DACC athletic director Tim Bunton said he received inquiries from five individuals. Bunton liked Skaggs' approach.
"Randy has a passion for it," Bunton said. "He is structured. He is disciplined and will demand that his players go to school, which is important to us. He will demand things (in softball) that hopefully will allow us to compete at a high level."
Skaggs will continue to organize summer softball teams for the East Central Illinois travel program he started in 2000, but he will step aside from the coaching to avoid conflicts. Junior college coaches are not permitted to work with their players in the offseason.
This year, ECI has 10-and-under, 12-and-under, 14-and-under and 18-and-under teams. In 2013, it will add a 16-and-under team as well as a 23-and-under squad so DACC athletes will have the chance to play in the offseason.

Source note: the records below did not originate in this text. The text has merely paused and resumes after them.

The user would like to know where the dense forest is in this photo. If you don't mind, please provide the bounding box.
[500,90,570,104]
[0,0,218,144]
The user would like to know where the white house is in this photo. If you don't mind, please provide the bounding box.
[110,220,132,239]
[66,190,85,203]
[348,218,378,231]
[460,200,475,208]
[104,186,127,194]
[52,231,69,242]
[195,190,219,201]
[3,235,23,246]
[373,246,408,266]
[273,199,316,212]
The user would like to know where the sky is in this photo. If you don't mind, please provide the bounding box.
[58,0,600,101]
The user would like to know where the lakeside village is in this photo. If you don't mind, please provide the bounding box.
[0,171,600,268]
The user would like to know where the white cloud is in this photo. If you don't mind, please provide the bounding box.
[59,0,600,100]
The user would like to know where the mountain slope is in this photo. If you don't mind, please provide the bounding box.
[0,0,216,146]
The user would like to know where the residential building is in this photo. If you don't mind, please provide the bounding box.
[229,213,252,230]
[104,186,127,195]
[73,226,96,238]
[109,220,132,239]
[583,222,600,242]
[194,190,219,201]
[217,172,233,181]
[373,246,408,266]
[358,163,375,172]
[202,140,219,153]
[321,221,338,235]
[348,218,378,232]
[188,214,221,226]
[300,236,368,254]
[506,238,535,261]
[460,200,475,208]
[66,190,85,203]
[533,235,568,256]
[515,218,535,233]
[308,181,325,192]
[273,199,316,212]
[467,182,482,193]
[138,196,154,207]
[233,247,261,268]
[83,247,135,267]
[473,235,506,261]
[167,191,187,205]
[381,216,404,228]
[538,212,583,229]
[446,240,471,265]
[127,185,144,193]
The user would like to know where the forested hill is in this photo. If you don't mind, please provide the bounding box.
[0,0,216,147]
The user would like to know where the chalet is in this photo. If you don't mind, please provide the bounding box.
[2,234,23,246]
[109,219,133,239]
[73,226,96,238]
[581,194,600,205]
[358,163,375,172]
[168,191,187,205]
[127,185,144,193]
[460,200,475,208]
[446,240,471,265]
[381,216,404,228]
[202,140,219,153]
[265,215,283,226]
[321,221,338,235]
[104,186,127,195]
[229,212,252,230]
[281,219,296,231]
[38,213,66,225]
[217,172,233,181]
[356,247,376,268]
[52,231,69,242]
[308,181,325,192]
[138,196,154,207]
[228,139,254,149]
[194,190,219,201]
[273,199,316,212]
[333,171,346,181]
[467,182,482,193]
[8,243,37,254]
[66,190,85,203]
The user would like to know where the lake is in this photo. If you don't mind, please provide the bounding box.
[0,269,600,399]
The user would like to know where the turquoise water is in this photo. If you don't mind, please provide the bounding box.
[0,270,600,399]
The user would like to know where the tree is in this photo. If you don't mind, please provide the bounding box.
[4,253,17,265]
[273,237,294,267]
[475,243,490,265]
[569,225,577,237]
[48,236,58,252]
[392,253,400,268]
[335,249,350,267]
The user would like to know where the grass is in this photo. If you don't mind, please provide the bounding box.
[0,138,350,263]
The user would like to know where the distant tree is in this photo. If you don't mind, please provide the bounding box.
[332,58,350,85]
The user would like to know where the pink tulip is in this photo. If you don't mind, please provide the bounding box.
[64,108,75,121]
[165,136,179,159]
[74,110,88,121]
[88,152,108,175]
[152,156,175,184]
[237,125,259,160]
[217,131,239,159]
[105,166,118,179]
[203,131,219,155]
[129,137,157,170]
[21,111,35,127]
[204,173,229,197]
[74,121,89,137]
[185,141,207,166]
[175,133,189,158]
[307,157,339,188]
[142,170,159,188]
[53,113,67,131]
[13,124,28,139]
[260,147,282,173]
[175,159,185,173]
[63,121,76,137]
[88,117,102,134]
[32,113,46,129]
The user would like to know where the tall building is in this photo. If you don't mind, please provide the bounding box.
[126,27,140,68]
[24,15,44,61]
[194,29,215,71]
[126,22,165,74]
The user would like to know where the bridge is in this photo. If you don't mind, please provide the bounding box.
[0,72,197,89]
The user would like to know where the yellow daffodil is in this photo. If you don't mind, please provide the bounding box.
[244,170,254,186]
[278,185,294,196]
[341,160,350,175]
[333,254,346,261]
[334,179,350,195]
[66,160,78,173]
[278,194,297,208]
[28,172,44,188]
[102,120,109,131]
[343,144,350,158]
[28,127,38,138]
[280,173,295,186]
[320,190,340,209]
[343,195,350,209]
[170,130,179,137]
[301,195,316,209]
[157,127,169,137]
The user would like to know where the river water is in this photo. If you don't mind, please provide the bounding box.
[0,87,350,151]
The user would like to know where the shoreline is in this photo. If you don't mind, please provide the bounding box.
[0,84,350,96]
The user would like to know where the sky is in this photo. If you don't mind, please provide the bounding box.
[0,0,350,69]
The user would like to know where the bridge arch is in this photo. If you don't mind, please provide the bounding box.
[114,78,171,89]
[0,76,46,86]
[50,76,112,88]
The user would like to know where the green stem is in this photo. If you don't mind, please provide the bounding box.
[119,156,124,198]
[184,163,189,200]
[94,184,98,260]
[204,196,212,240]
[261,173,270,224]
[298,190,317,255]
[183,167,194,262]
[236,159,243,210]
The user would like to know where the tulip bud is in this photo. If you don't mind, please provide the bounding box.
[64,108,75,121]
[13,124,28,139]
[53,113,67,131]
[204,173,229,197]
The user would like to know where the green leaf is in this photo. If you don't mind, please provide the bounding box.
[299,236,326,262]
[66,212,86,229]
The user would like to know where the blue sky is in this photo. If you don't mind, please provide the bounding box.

When not involved with DACC — which has 10 fall dates — Skaggs, 55, will substitute and devote more time to an athletic training business he opened at his home in 2004.
He had about 300 clients last year at HIS Place Sports, a facility that features four indoor batting cages. Most athletes he works with are in baseball, softball, basketball or volleyball.
"I will expand that to more full time," Skaggs said.
DACC will retain nine players from last year. Among the three signees are Westville's Abby Barth and Paxton-Buckley-Loda's J.J. Valentine.
"I hope to carry 18 to 20 players," Skaggs said. "I want plenty of depth, and numbers like that will increase the competition for positions."
Coaching softball will be easy compared to the other imminent task on Skaggs' list.
"The toughest part is leaving the kids (at Schlarman)," he said. "That place has been my home for so long, but this might be one of my last chances to go to the college level."
Meanwhile, Schlarman promoted football assistant Catlin Crozier to head coach.